L'amendement n°20 n'est pas adopté.

L'article 12 est adopté.

ARTICLE 13

M. Jean-Jacques Urvoas, ministre.  - Le Gouvernement est favorable, sinon enthousiaste, à cet article. Je ne résiste pas au plaisir de vous le dire. (Sourires)

L'article 13 est adopté.

ARTICLE 14

Mme la présidente.  - Amendement n°21, présenté par Mme Benbassa et les membres du groupe écologiste.

Supprimer cet article.

Mme Esther Benbassa.  - L'article 14 exclut du champ de la peine de contrainte pénale toutes les infractions susceptibles d'être considérées comme terroristes.

La contrainte pénale est une peine qui exige un suivi intense des condamnés. Il revient au magistrat de décider de la peine la plus pertinente selon la personnalité de l'individu qu'il a à juger.

Mme la présidente.  - Amendement identique n°31, présenté par le Gouvernement.

M. Jean-Jacques Urvoas, ministre.  - Le Gouvernement est hostile à l'idée de supprimer la contrainte pénale - dispositif auquel il est très attaché - dans ce domaine. Il fait confiance aux magistrats. Le suivi en est bien plus étroit que dans le sursis avec mise à l'épreuve.

M. Michel Mercier, rapporteur.  - Pour les prochains textes comme pour celui-ci, il faut se méfier des symboles... La contrainte pénale n'a pas séduit les magistrats : 80 ont été prononcées par 23 tribunaux contre 140 000 décisions de suivi avec mise à l'épreuve.

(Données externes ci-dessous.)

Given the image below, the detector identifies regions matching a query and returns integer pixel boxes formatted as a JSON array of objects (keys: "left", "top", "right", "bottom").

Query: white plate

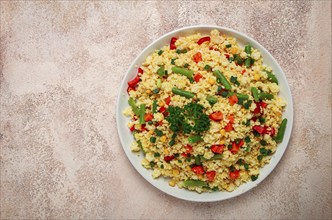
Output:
[{"left": 116, "top": 25, "right": 293, "bottom": 202}]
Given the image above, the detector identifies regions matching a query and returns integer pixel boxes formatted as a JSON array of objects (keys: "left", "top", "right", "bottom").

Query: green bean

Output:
[
  {"left": 139, "top": 104, "right": 145, "bottom": 124},
  {"left": 264, "top": 70, "right": 279, "bottom": 85},
  {"left": 172, "top": 87, "right": 195, "bottom": 99},
  {"left": 244, "top": 44, "right": 251, "bottom": 55},
  {"left": 258, "top": 92, "right": 273, "bottom": 100},
  {"left": 137, "top": 140, "right": 146, "bottom": 154},
  {"left": 195, "top": 155, "right": 202, "bottom": 166},
  {"left": 172, "top": 66, "right": 194, "bottom": 79},
  {"left": 157, "top": 65, "right": 165, "bottom": 77},
  {"left": 206, "top": 96, "right": 218, "bottom": 105},
  {"left": 188, "top": 135, "right": 203, "bottom": 144},
  {"left": 228, "top": 92, "right": 249, "bottom": 100},
  {"left": 183, "top": 180, "right": 208, "bottom": 187},
  {"left": 213, "top": 70, "right": 232, "bottom": 90},
  {"left": 128, "top": 97, "right": 140, "bottom": 116},
  {"left": 274, "top": 118, "right": 287, "bottom": 143},
  {"left": 251, "top": 87, "right": 259, "bottom": 102},
  {"left": 201, "top": 154, "right": 223, "bottom": 161},
  {"left": 157, "top": 79, "right": 161, "bottom": 89},
  {"left": 244, "top": 57, "right": 251, "bottom": 68},
  {"left": 152, "top": 100, "right": 158, "bottom": 114}
]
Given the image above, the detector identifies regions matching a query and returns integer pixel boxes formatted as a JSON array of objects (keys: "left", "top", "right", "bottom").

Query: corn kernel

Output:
[
  {"left": 173, "top": 169, "right": 180, "bottom": 176},
  {"left": 168, "top": 180, "right": 176, "bottom": 187},
  {"left": 160, "top": 135, "right": 166, "bottom": 142},
  {"left": 208, "top": 79, "right": 216, "bottom": 85},
  {"left": 164, "top": 148, "right": 169, "bottom": 155},
  {"left": 220, "top": 129, "right": 226, "bottom": 136},
  {"left": 254, "top": 73, "right": 260, "bottom": 80}
]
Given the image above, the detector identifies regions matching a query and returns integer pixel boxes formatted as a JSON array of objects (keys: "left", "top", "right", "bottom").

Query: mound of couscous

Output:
[{"left": 124, "top": 30, "right": 287, "bottom": 192}]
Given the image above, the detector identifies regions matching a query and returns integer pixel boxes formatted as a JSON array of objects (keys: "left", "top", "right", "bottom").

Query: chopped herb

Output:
[
  {"left": 259, "top": 148, "right": 267, "bottom": 156},
  {"left": 243, "top": 100, "right": 252, "bottom": 109},
  {"left": 152, "top": 89, "right": 159, "bottom": 94},
  {"left": 221, "top": 91, "right": 228, "bottom": 98},
  {"left": 258, "top": 118, "right": 265, "bottom": 124},
  {"left": 251, "top": 175, "right": 258, "bottom": 181},
  {"left": 257, "top": 155, "right": 263, "bottom": 161},
  {"left": 259, "top": 140, "right": 267, "bottom": 146},
  {"left": 157, "top": 65, "right": 165, "bottom": 77},
  {"left": 150, "top": 137, "right": 157, "bottom": 143},
  {"left": 195, "top": 155, "right": 202, "bottom": 166},
  {"left": 204, "top": 65, "right": 211, "bottom": 70},
  {"left": 212, "top": 186, "right": 219, "bottom": 192},
  {"left": 154, "top": 128, "right": 163, "bottom": 137}
]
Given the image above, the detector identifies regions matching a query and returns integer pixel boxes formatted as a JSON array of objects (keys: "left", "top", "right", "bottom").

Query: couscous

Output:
[{"left": 124, "top": 30, "right": 287, "bottom": 193}]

Une contrainte pénale peut valoir pour les faits les moins graves, pas pour le terrorisme. Avis défavorable à ces deux amendements.

M. Jacques Bigot.  - L'auteur de la proposition de loi et président de la commission des lois est opposé à la contrainte pénale et compte la supprimer un jour... Soit, nous verrons... Il n'y a guère de cohérence entre l'article 13, où on accepte le sursis avec mise à l'épreuve, et l'article 14, qui interdit la contrainte pénale, pourtant plus contraignante et assortie de sanctions plus sévères. Dommage de s'en tenir à une pétition de principe. L'idéologie n'a pas sa place dans un tel texte.

M. Jean-Pierre Sueur.  - Excellent !

Les amendements identiques nos21 et 31 ne sont pas adoptés.

L'article 14 est adopté.

ARTICLE 15

Mme la présidente.  - Amendement n°22, présenté par Mme Benbassa et les membres du groupe écologiste.

Supprimer cet article.

Mme Esther Benbassa.  - L'article 15 rend obligatoire la peine complémentaire d'interdiction du territoire français (ITF) en cas de condamnation pour certaines infractions terroristes. Un régime dérogatoire pour les atteintes aux intérêts fondamentaux de la nation et pour les actes de terrorisme est déjà prévu dans le droit en vigueur.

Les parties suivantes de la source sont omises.